Preparation has been made in Austria for the far-right Freedom Party to be sworn in as part of the country’s new coalition government.
The new government to be inaugurated later on Monday is a coalition between Freedom Party and the conservative People’s Party.
The young chairman of People’s Party, Sebastian Kurz, will be Austrian chancellor and the world’s youngest leader in the only Western European state with a governing far-right party.
At Kurz’ side will be Freedom Party chairman Heinz-Christian Strache, 48, a notorious Islamophobic.
Strache denounced Islam earlier this year, claiming the divine Abrahamic religion “has no place in Europe.”
Last year, he described German Chancellor Angela Merkel as “the most dangerous woman in Europe” for her open-door refugee policy.
On Sunday, Strache announced to his 750,000 followers on Facebook that the new government will slash benefits for asylum seekers.
“It will no longer happen for migrants who have never worked here a single day or paid anything into the social system to get thousands of euros in welfare!” he said, gaining 4,000 ‘likes.’
The interior minister will be Herbert Kickl, a former speechwriter for Strache’s predecessor Joerg Haider, whose 2000 entry into government prompted an outcry and soul-searching in Europe that appears largely absent this time.
Several different demonstrations have been called for Monday in Vienna, although it was unclear how many people would show.

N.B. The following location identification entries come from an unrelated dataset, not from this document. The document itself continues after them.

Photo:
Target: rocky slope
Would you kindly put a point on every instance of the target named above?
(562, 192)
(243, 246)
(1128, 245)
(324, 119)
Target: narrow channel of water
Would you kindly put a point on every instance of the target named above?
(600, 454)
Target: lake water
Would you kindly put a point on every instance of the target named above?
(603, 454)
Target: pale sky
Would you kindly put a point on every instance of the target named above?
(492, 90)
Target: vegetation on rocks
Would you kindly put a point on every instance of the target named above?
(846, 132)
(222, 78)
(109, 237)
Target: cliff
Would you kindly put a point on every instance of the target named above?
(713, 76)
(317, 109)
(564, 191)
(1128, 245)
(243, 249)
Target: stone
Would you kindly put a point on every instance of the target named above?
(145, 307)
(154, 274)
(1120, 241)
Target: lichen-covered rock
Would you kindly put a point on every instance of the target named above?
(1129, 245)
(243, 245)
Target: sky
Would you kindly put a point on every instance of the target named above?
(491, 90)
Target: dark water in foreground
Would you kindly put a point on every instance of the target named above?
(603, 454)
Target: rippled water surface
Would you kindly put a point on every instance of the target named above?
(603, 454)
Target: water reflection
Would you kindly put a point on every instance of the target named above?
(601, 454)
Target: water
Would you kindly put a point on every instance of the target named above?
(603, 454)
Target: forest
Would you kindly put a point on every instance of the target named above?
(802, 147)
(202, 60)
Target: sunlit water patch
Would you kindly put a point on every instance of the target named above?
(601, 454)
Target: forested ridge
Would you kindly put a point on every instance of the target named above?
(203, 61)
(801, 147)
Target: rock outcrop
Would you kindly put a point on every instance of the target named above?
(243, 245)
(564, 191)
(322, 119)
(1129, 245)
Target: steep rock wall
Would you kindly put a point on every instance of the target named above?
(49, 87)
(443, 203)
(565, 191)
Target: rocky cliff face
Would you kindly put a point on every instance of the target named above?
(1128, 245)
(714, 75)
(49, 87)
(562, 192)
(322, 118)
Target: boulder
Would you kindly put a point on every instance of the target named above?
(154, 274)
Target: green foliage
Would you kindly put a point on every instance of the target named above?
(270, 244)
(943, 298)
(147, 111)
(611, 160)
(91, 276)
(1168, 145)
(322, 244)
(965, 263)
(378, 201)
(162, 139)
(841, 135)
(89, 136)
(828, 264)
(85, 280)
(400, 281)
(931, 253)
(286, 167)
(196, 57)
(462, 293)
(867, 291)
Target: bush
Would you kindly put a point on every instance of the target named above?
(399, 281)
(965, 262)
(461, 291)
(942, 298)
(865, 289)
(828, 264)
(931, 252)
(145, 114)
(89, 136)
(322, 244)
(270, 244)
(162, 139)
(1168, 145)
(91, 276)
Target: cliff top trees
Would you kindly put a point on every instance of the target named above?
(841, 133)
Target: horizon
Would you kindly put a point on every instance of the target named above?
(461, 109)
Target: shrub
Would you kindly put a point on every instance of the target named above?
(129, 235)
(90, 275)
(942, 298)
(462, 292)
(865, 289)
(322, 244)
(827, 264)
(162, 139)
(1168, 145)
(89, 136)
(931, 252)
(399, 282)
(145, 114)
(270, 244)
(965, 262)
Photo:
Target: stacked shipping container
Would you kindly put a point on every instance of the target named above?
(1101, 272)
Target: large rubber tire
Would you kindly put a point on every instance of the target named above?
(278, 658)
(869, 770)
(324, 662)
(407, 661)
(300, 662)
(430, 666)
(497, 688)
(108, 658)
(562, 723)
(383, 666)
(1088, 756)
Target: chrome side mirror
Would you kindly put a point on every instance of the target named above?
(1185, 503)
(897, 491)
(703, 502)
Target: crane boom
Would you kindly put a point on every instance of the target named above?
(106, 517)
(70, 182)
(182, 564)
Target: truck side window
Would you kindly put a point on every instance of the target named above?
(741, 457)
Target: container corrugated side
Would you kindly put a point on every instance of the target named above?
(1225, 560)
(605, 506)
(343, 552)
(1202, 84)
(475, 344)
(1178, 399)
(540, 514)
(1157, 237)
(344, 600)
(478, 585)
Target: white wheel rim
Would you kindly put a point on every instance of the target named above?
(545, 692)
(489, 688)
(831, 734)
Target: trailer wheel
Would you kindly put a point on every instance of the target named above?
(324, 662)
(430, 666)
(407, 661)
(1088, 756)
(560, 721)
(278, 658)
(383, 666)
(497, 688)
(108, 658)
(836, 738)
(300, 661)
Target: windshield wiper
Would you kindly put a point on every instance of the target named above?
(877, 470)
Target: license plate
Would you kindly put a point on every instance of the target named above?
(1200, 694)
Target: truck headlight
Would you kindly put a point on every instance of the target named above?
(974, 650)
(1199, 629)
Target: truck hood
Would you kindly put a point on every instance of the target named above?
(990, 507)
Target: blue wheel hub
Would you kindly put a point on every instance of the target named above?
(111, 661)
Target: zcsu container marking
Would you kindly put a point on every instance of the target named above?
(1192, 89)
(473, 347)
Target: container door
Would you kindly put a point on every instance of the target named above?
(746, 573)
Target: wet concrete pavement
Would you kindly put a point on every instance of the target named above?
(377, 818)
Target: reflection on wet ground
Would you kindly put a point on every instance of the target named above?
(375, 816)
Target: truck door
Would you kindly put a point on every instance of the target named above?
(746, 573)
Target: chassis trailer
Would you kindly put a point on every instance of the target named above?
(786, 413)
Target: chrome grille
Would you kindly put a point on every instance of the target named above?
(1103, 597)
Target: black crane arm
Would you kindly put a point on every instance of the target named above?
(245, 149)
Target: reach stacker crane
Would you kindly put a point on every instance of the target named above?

Police have cordoned off the area around the presidency.
The Freedom Party also secured the defense and foreign ministries, while the People’s Party got finance, economy, justice, amongst other portfolios, and will continue to handle EU affairs.
Elsewhere, Marine Le Pen of France’s National Front and Geert Wilders’ Freedom Party in the Netherlands described the rare rise to power of a far-right party in Western Europe as a positive development.
Nationalist movements in Europe are opposed to immigration and membership in the European Union.
Wilders said Freedom Party of Austria’s entry into government was “an excellent result.” Le Pen also called it “very good news for Europe.”
In addition, Austria’s government plans to seek support to end “definitively” Turkey’s bid to join the EU.